JAKARTA, KOMPAS.com - Sekretaris Jenderal Partai Gerindra Ahmad Muzani mengatakan, pembentukan Detasemen Khusus Tindak Pidana Korupsi (Densus Tipikor) bentukan Polri berpotensi memunculkan masalah baru.
Menurut dia, kewenangan Densus Tipikor berpotensi tumpang tindih dengan kewenangan KPK dan Polri dalam memberantas korupsi.
Hal ini dikhawatirkan akan menjadi masalah baru.
"Jadi akhirnya anggaraan negara banyak dihabiskan untuk melakukan tindakan yang oleh lembaga lain sudah dilakukan. Koordinasi enggak ada. Tumpang tindih di lapangan akhirnya mennjadi suatu problem di masyarakat," kata Muzani di Kompleks Parlemen, Senayan, Jakarta, Selasa (17/10/2017).
Baca: Wapres JK Nilai Tak Perlu Ada Densus Tipikor Polri
Apalagi, menurut Muzani, kewenangan KPK dalam melakukan seluruh fungsi pemberantasan korupsi telah diatur secara jelas dalam Undang-undang No 30 Tahun 2002.
Ia menyadari, Polri memiliki kewenangan dalam pemberantasan korupsi. Akan tetapi, KPK merupakan intitusi utama dengan undang-undang yang bersifat lex spesialis.
Oleh karena itu, Muzani berpendapat, jangan sampai tumpang tindih kewenangan ini akan berimbas pada terlantarnya penyelesaian kasus besar.
"Kalau lahan yang sama diperebutkan terus pasti nanti ujungnya juga ada problem baru. Dan itu tak boleh kita anggap remeh. Kalau muncul, yang terjadi nanti ada lembaga yang secara undang-undang dengan sendirinya lemah," lanjut dia.
Wapres tak sepakat ada Densus Tipikor
Sementara itu, pada Selasa (17/10/2017) kemarin, Wakil Presiden Jusuf Kalla menilai, Polri tidak perlu membentuk Detasemen Khusus Tindak Pidana Korupsi (Densus Tipikor).
Menurut dia, saat ini cukup memaksimalkan kerja Komisi Pemberantasan Korupsi (KPK), kepolisian dan kejaksaan dalam pemberantasan korupsi.
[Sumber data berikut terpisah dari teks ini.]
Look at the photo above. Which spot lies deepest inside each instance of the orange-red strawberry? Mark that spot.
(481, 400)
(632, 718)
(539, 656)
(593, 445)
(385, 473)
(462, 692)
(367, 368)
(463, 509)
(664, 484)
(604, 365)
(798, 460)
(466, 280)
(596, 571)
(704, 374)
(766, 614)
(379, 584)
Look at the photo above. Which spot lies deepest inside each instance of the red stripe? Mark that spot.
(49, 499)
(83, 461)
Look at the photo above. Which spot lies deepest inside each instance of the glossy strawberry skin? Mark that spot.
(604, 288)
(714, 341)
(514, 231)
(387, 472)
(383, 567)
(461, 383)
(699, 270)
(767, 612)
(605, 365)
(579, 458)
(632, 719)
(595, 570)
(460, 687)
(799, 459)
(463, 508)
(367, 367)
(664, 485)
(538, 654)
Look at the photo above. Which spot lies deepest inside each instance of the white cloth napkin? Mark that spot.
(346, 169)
"Jadi cukup biar KPK dulu, toh sebenarnya polisi, kejaksaan juga masih bisa menjalankan tugas. Tidak berarti perlu ada tim baru untuk melakukan itu, tim yang ada sekarang juga bisa. Difokuskan dulu KPK dan KPK dibantu sambil bekerja secara baik," kata Kalla.